Tragically there is a lot of stigma attached to eating disorders and I think he feels this will reflect badly on him. So he chooses to believe the doctors that give different reasons for her inability to eat. For a long time I was very angry with David for not forcing her to go to a hospital or treatment center years ago. At one point I argued with him about it. Many appointments to therapists who specialize in eating disorders were made, and cancelled.

I fear that he has now given up. Since there is so little of her left, he just wants her to live how ever long she has left, with her family around her. And if/when the worst happens he will feel no guilt as he never acknowledged what her illness is in the first place. Denial is an incredibly powerful force.

Emily seemingly has everything to live for; she has a husband, children and a host of grandchildren. She has no financial worries and what’s more she is a most accomplished writer.

People who suffer from this become very aggressive, controlling and manipulative. Her children and husband bear the brunt of her outbursts. The sufferers are also obsessed with feeding people and she piles food onto her family’s plates. Emily loves hosting dinner parties. When she is busy cooking she is distracted and does not feel hungry. She stands at the buffet table, insisting on filling her guest’s plates. It is quite uncomfortable for her guests. Often after serving the main course she would be in so much pain that she would leave her guests and go upstairs. She would come down at dessert time, so that she could resume piling cakes on people’s plates.

Anorexia is a cry for help. The sufferers usually feel they have no control over their lives. The intake of food is the one thing they can control. Often adolescents become anorexic because of peer and social pressure. It does not only destroy the patient’s life but affects the lives of the whole family. Because there are so many stigmas around this illness, it may be easier to ignore the early signs. Unfortunately, it escalates and can be life threatening.

My niece Naomi and her older married siblings know what their mother is suffering from. They know it is too late for her to have a complete recovery, but they still hope that with the right treatment, she can still have a better quality of life than the one she is living now. It is a chilling realization for her children to think that their mother may be willing to die rather than get better.

Most of the married siblings have given up pleading with their mother and father to go to hospital and be treated; they have tried dozens of times to beg their dad to force her to get help. It is an extremely painful sight to take someone against their will to a locked down clinic. Sadly sufferers of anorexia after a certain point are unable to think clearly, it is only a spouse who is able to take this painful course of action. When the older children couldn’t convince their father to do this they had no choice but to protect themselves by focusing on looking after their own families.

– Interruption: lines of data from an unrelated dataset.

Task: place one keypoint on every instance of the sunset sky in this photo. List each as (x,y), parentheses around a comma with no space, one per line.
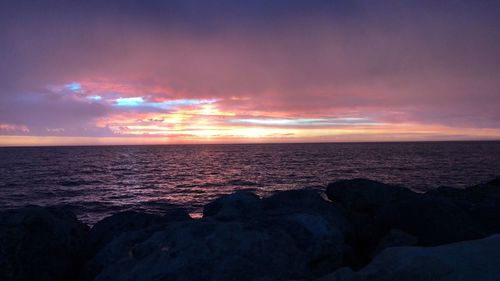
(141,72)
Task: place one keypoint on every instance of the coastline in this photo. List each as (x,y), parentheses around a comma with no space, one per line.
(354,230)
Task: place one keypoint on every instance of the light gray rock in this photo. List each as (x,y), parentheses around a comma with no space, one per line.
(241,238)
(43,244)
(364,195)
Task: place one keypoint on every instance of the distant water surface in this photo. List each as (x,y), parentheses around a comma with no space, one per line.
(100,180)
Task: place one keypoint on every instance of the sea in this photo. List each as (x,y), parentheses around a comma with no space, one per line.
(97,181)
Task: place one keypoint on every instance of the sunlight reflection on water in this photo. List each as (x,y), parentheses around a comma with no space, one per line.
(98,181)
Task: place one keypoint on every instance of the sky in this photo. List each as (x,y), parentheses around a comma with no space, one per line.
(153,72)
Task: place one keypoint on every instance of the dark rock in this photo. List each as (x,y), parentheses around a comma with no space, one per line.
(208,249)
(470,260)
(395,238)
(106,229)
(241,204)
(40,244)
(433,220)
(114,235)
(241,237)
(365,196)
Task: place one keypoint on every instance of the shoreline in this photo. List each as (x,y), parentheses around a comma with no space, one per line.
(352,230)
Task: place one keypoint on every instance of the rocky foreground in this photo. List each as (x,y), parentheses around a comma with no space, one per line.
(358,230)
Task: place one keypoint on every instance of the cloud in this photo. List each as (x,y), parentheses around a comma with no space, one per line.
(101,68)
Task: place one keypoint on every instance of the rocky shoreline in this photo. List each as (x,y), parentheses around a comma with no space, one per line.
(357,230)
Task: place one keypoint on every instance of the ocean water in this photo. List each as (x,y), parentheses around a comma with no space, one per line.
(101,180)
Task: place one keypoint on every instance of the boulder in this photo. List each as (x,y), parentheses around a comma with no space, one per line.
(208,249)
(40,244)
(365,196)
(395,238)
(240,237)
(108,228)
(115,235)
(469,260)
(432,220)
(241,204)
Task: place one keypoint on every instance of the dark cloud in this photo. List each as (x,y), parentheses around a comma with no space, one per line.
(432,62)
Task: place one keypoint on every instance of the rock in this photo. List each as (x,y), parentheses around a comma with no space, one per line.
(208,249)
(395,238)
(241,204)
(115,235)
(365,196)
(305,201)
(342,274)
(40,244)
(108,228)
(433,220)
(240,237)
(469,260)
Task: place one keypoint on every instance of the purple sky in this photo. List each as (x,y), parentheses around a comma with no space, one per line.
(93,72)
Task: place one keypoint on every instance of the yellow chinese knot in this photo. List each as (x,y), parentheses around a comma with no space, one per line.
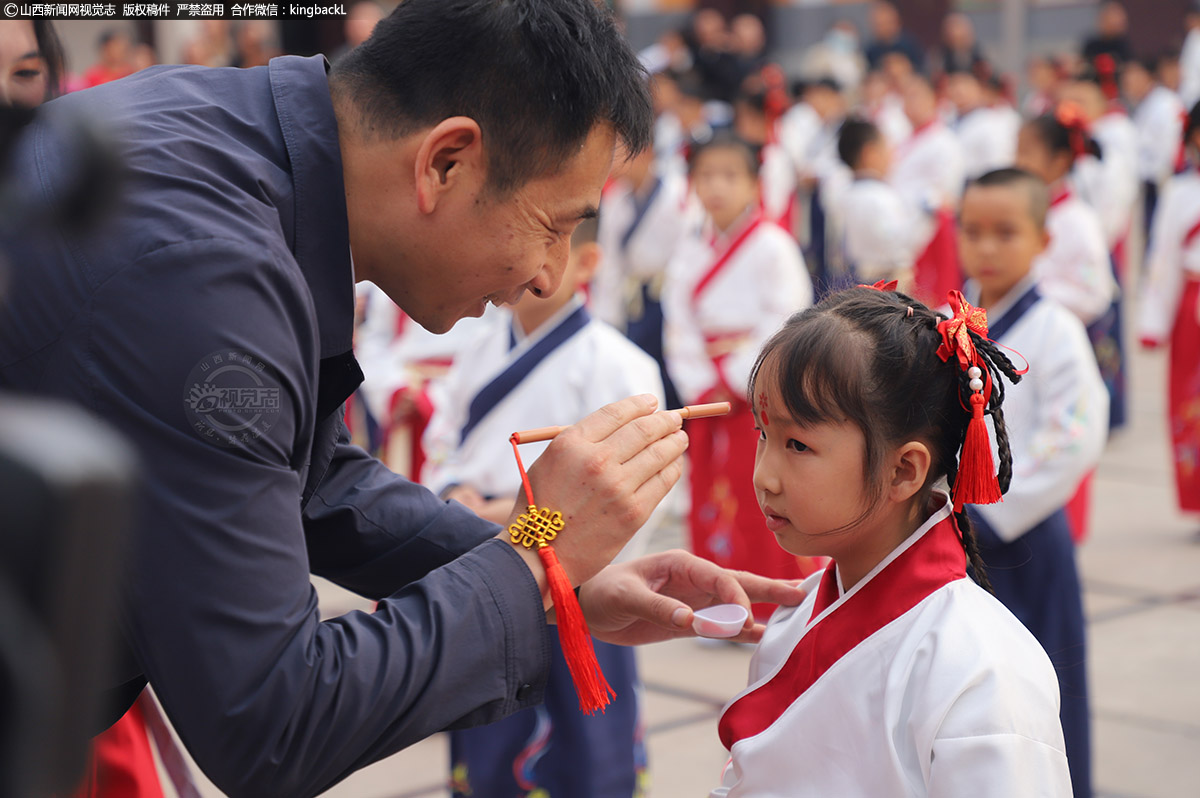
(537,527)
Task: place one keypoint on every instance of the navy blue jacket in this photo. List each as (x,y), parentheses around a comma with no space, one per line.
(210,321)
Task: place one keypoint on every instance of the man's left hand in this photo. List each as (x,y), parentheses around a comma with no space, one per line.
(652,599)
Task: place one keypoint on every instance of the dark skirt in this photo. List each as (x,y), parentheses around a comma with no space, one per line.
(555,749)
(1035,576)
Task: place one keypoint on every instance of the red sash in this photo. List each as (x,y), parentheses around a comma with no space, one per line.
(1060,196)
(724,258)
(1189,237)
(930,563)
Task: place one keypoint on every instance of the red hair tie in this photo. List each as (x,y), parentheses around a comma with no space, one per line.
(883,285)
(1072,117)
(1107,72)
(976,481)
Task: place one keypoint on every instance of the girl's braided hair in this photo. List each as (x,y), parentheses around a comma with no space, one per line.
(862,357)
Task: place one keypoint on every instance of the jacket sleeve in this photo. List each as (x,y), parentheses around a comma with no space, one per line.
(268,699)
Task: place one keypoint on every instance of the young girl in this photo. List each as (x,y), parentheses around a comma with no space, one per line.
(730,286)
(898,675)
(928,173)
(1170,312)
(1075,269)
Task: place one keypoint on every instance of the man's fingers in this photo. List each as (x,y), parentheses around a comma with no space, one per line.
(654,490)
(654,457)
(631,439)
(766,591)
(610,418)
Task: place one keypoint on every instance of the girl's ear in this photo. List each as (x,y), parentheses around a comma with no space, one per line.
(910,467)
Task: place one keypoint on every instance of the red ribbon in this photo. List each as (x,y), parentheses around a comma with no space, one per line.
(882,285)
(954,331)
(1072,117)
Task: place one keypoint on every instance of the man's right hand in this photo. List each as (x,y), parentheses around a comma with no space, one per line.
(605,474)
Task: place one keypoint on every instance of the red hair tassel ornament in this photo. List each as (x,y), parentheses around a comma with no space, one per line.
(976,481)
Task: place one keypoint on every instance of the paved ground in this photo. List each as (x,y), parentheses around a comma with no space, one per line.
(1141,575)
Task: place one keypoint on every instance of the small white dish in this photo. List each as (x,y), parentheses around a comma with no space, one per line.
(720,621)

Emily frequently passes out from dizziness and needs oxygen to revive her. Due to her illness she also suffers from osteoporosis, her bones are so brittle so when she passes out she is also at risk of breaking some bones.

My sister is literally fading away in front of our eyes. I haven’t seen her eating anything in front of me for a very long time. I know that she chews on pineapple and then spits out the pulp. Her body rejects most foods now. Every few weeks she has a flare up of awful pain because her gut twists and we all think that now she will be admitted and agree to be line fed, but her gut manages to be manually untwisted and the pain subsides. When these attacks occur, you can hear her screaming from the street.

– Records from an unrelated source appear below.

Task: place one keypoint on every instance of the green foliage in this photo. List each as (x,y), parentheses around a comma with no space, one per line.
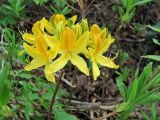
(11,12)
(142,91)
(60,7)
(4,92)
(127,9)
(154,57)
(152,114)
(40,2)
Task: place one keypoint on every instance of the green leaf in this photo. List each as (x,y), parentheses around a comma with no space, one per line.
(145,116)
(122,88)
(156,41)
(154,111)
(153,57)
(148,97)
(142,2)
(132,91)
(153,82)
(5,111)
(157,29)
(4,85)
(142,80)
(62,115)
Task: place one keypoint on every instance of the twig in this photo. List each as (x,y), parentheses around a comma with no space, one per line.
(89,5)
(109,115)
(3,49)
(71,6)
(66,81)
(87,105)
(54,95)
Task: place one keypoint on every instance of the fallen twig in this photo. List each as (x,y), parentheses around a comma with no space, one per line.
(87,105)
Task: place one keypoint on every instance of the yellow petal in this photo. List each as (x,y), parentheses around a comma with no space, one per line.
(95,29)
(67,40)
(81,43)
(29,38)
(32,51)
(104,33)
(104,61)
(78,30)
(80,63)
(51,40)
(106,44)
(84,25)
(52,53)
(48,26)
(41,43)
(96,71)
(50,76)
(36,27)
(56,19)
(21,52)
(74,18)
(58,64)
(35,63)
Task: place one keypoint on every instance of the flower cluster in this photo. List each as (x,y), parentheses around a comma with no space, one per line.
(56,42)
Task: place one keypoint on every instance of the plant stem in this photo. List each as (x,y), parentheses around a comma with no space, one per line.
(54,95)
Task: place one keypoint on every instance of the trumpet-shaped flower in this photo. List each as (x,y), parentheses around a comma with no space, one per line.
(100,44)
(39,51)
(71,44)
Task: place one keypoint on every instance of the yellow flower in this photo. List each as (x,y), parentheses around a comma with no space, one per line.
(57,23)
(39,51)
(70,46)
(100,44)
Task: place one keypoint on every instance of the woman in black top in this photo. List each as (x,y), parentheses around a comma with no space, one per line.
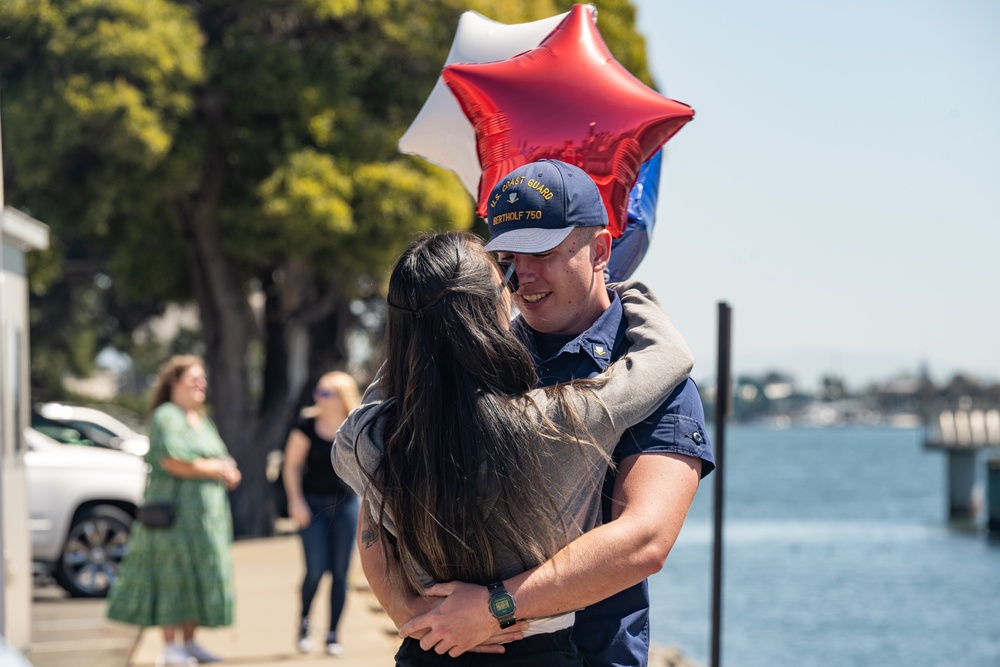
(323,506)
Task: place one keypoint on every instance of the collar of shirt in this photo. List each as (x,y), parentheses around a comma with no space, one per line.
(586,355)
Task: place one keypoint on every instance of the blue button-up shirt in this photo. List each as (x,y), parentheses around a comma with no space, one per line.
(615,631)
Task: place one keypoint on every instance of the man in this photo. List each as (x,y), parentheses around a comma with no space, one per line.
(547,221)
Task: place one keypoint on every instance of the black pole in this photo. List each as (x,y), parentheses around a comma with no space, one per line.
(722,388)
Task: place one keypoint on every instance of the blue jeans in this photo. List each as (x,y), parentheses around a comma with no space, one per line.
(327,544)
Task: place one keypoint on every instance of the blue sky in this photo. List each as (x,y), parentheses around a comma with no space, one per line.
(839,186)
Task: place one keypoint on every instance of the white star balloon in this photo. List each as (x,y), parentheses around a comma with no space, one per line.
(441,133)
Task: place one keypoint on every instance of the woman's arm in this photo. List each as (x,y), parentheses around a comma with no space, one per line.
(219,470)
(296,451)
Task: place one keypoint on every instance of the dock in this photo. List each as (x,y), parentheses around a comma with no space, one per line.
(963,434)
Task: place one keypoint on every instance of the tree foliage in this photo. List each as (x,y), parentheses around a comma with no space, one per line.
(204,150)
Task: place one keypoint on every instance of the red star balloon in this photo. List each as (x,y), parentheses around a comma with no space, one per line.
(567,99)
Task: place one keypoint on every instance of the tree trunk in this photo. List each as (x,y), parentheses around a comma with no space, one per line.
(227,328)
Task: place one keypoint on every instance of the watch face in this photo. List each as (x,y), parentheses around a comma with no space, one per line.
(502,605)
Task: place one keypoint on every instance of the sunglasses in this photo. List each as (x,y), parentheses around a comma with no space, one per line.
(509,278)
(324,393)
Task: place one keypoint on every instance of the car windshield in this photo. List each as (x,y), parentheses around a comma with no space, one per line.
(74,432)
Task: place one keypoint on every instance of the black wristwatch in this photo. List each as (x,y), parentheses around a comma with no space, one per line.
(502,604)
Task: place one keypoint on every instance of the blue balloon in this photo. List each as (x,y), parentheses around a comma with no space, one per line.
(628,249)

I pray every day that Emily will open herself up to receive the help she so desperately needs and that with her family’s love and support she will slowly be healed.

I urge anyone who thinks they or someone they know may have this mental illness to get help as early as possible. Look out for the early symptoms which include skipping meals, lying about eating, avoiding eating socially, excessive exercise or wearing baggy clothing.